Sunday, September 13, 2015

Marvelous Middle Grade Monday - Agatha, Girl of Mystery: The Kenyan Expedition

I enjoy reading mysteries, and it was fun to find one that is suitable for younger readers. After a summer of vacations and erratic schedules, this is a good one for easing back into reading.

A rare species of white giraffe, worshipped by the Masai tribe, has disappeared from the savannah. So Agatha and her cousin Dash head to Africa on their next adventure to help solve the mystery. There, they join forces with a third cousin--a safari expert--to track down the poacher who has stolen the priceless animal.
Agatha, Girl of Mystery: The Kenyan Expedition by Sir Steve Stevenson, illustrated by Stefano Turconi, Grosset & Dunlop, 2015.

My Take:

This is a fun, straightforward mystery for kids who are just starting to become interested in reading mysteries and finding clues. I’ve never read any of this series before, but I liked the detective team of Agatha and her cousin Dash, and their sidekicks Agatha’s butler Chandler and the cat, Watson. Readers who are new to this series might be a bit surprised when the first chapter is about Dash, since Agatha is in the title. This one has the threat of danger and a time pressure to find the giraffe, which keeps the story moving.
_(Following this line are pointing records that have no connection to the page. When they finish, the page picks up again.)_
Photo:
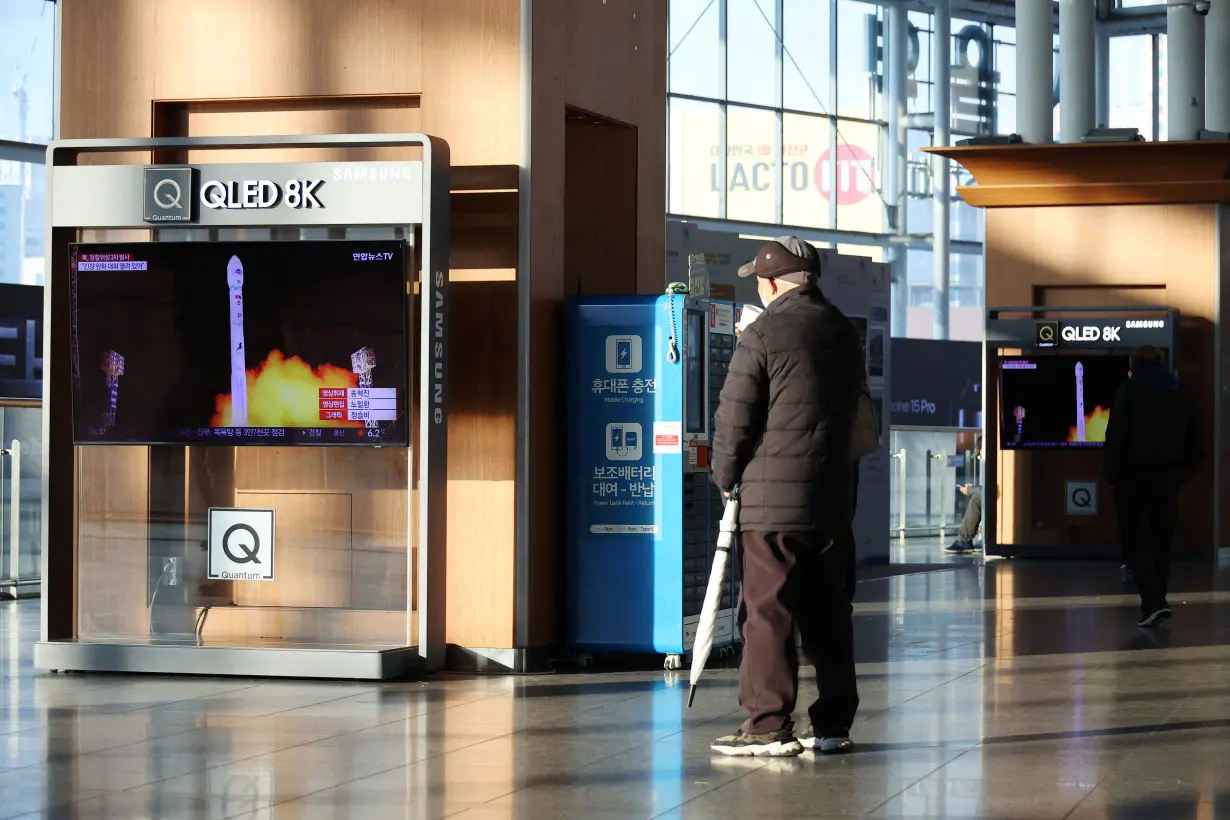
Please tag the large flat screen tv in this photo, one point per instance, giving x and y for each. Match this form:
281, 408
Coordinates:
1059, 401
230, 343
As a writer, what I admired about this book was the liveliness and energy. I can see why it would be popular with young readers.

Opening Line:

“In a central-London penthouse packed full of high-tech devices lived Dashiell Mistery, an aspiring detective with a passion for technology.”


“…the shelves of her bedroom were stuffed with notebooks she’d filled up with curious details, plot outlines, and character descriptions.”
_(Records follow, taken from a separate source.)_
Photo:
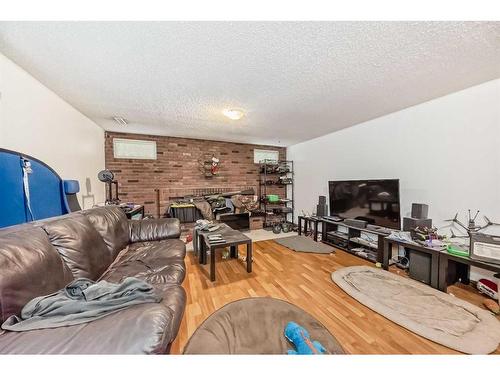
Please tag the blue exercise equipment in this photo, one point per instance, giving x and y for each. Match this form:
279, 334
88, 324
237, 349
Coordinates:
31, 190
301, 339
“His joke made them laugh so hard that all the birds perched in a nearby acacia took flight.”

“A small but ferocious feline launched itself into the middle of the thundering dust cloud, and the herd of large animals veered off and thundered away.”

Other Info:

Sir Steve Stevenson is the pseudonym for an Italian the pseudonym used by Mario Pasqualotto, an Italian writer who spent many years writing for Italian gaming magazines. His motto is “Every person is a beautiful story.”

The illustrator, Stefano Turconi, lives in Italy.

If you like this one, there are many other books in the Agatha, Girl of Mystery series.

For more middle grade book recommendations, visit Marvelous Middle Grade Monday on Shannon Messenger's blog!


  1. The setting makes this sound interesting right away. Sounds like a great series for newer middle graders.

  2. Perfect selection as I have been looking for a books of this type for new and reluctant readers. So many intriguing aspects in this series.

  3. Perfect selection as I have been looking for books that new middle grade readers might enjoy. So many great aspects to this series. Thanks for featuring.

  4. Imagine having a butler as your sidekick. Cool!

    Illustrated books are great for readers just getting into middle grade.

  5. It is hard to find mysteries for this age. Thanks for the review.